Scientific classification
- Kingdom: Animalia
- Phylum: Chordata
- Class: Actinopterygii
- Division: Teleostei
- Order: Cichliformes
- Family: Cichlidae
- Genus: Cyphotilapia
- Species: C. frontosa
- Binomial name: Cyphotilapia frontosa (Boulenger, 1906)
- Synonyms: Cyphotilapia frontosus (Boulenger, 1906); Paratilapia frontosa Boulenger, 1906; Pelmatochromis frontosus (Boulenger, 1906);

= Cyphotilapia frontosa =

- Authority: (Boulenger, 1906)
- Conservation status: NT
- Synonyms: Cyphotilapia frontosus (Boulenger, 1906), Paratilapia frontosa Boulenger, 1906, Pelmatochromis frontosus (Boulenger, 1906)

Species of fish

Cyphotilapia frontosa, also called the front cichlid and frontosa cichlid, is an east African species of fish endemic to Lake Tanganyika. The genus name is a combination of the Ancient Greek "cypho-", meaning "curved", and tilapia, which means "fish" in a local dialect. The species name frontosa is a reference to its relatively large forehead.

==Description==
C. frontosa can grow to 33 cm in length. Even captive specimens potentially grow to this size. It has distinct markings with five to seven black vertical bars adorning a white or blue body and head and trailing fins with a distinct blue hue. The species also develops a nuchal hump that is more pronounced in older specimens.
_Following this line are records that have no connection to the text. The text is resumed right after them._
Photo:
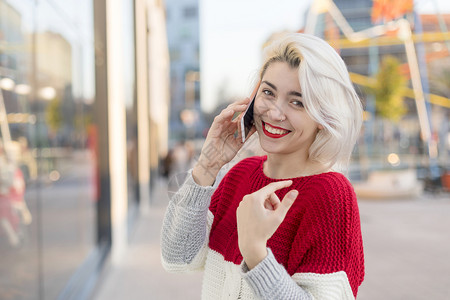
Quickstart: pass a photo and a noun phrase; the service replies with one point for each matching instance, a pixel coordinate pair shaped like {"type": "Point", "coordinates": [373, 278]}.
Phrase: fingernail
{"type": "Point", "coordinates": [293, 194]}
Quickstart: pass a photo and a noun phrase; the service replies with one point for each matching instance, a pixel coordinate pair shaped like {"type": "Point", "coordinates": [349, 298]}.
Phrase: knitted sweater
{"type": "Point", "coordinates": [316, 253]}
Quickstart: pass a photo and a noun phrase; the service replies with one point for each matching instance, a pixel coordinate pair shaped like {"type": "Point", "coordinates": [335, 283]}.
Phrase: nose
{"type": "Point", "coordinates": [275, 112]}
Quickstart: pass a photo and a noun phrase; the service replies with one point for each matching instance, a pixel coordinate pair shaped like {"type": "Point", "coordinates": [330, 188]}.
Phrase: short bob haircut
{"type": "Point", "coordinates": [328, 94]}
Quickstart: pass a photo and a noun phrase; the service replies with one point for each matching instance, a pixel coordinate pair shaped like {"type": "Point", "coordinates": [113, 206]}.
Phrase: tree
{"type": "Point", "coordinates": [389, 89]}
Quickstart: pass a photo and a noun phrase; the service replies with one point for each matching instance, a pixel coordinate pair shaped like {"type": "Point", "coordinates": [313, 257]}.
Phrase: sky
{"type": "Point", "coordinates": [232, 33]}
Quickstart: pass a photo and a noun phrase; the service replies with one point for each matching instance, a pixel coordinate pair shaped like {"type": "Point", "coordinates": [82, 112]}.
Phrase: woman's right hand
{"type": "Point", "coordinates": [221, 144]}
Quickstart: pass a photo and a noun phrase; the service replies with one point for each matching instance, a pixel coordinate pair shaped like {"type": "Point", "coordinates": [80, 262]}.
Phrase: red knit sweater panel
{"type": "Point", "coordinates": [320, 234]}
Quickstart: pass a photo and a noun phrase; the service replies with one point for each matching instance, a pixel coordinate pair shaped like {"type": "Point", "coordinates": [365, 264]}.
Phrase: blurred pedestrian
{"type": "Point", "coordinates": [285, 225]}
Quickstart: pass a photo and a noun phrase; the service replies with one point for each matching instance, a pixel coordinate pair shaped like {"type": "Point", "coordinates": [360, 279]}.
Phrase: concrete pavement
{"type": "Point", "coordinates": [407, 248]}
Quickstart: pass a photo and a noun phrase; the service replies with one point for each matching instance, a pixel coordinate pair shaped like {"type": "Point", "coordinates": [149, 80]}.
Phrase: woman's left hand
{"type": "Point", "coordinates": [258, 216]}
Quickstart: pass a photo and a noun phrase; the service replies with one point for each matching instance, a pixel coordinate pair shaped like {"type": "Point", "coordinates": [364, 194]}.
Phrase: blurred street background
{"type": "Point", "coordinates": [105, 104]}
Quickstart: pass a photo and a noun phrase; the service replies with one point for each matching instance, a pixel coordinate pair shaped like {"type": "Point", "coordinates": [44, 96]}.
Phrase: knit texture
{"type": "Point", "coordinates": [320, 234]}
{"type": "Point", "coordinates": [316, 253]}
C. frontosa is a sexually monomorphic species, although the hump is occasionally more pronounced in males. These fish can live over 25 years.
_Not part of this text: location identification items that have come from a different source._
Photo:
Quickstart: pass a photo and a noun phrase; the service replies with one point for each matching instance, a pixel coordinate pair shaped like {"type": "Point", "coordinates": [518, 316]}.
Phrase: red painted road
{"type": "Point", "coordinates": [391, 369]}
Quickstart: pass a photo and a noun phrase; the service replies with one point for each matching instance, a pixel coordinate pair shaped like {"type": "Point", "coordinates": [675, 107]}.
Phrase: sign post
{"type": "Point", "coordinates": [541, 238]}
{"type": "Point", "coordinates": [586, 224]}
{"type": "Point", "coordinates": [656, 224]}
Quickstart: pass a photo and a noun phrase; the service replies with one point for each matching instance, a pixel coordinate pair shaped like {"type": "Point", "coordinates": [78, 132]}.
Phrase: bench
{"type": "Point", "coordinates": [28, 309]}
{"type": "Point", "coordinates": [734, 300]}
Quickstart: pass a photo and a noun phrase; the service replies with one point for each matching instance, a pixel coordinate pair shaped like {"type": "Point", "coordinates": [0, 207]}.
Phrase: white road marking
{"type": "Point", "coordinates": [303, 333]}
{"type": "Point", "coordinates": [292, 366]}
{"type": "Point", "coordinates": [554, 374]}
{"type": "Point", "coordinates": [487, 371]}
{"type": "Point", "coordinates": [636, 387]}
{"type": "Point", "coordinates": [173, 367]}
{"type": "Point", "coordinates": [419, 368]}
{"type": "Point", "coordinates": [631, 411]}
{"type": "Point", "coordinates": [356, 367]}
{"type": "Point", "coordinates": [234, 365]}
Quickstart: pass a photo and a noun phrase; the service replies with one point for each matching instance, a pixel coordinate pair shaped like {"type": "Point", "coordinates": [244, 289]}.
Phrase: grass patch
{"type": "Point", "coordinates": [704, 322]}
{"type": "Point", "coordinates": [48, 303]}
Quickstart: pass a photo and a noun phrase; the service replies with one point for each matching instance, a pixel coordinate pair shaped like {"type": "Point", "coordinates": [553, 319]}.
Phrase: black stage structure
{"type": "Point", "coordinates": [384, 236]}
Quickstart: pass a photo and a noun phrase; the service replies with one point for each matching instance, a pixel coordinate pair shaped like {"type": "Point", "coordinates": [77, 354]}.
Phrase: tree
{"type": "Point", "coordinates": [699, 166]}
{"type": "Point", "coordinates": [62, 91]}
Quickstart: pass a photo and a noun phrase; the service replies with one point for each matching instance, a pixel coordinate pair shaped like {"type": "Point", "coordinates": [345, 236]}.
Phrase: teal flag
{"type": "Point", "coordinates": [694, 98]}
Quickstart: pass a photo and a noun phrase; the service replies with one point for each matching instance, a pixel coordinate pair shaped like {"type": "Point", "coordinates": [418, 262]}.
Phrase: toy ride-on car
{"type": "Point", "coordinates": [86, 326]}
As is the case with many of the cichlid species found in Lake Tanganyika, isolation of distinct breeding colonies has resulted in several different colour variants evolving.
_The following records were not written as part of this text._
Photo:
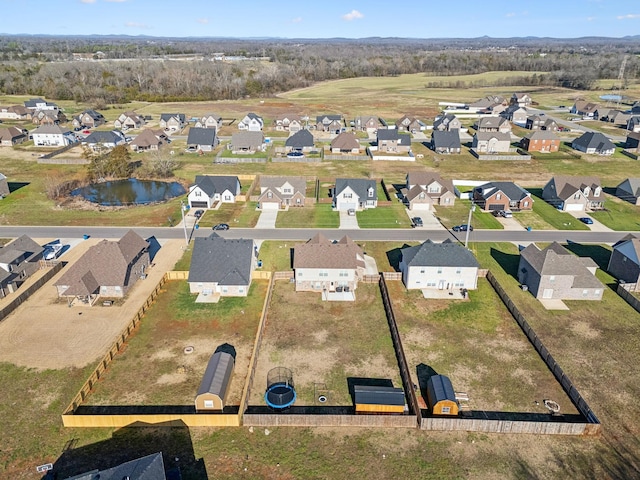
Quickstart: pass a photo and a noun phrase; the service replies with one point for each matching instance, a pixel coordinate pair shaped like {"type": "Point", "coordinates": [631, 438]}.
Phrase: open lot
{"type": "Point", "coordinates": [325, 343]}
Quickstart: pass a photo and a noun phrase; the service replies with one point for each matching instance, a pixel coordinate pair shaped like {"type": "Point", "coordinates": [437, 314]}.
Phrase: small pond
{"type": "Point", "coordinates": [129, 192]}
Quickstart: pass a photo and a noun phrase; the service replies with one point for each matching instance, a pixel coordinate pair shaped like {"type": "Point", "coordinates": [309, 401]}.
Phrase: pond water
{"type": "Point", "coordinates": [129, 192]}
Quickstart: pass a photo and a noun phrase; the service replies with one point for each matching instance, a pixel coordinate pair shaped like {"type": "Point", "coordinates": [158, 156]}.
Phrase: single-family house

==Distribution and habitat==
This species is endemic to Lake Tanganyika in East Africa and is widespread in the northern half of the lake, whereas the closely related C. gibberosa inhabits the southern half of the lake. The species generally resides at greater depths (30–50 m subsurface) than most other cichlids, and rises to shallow waters in the early morning to feed on shoaling fish such as Cyprichromis species. When kept in aquariums they must be kept between 25 and 30 degrees; they will also need many dark spots, such as caves.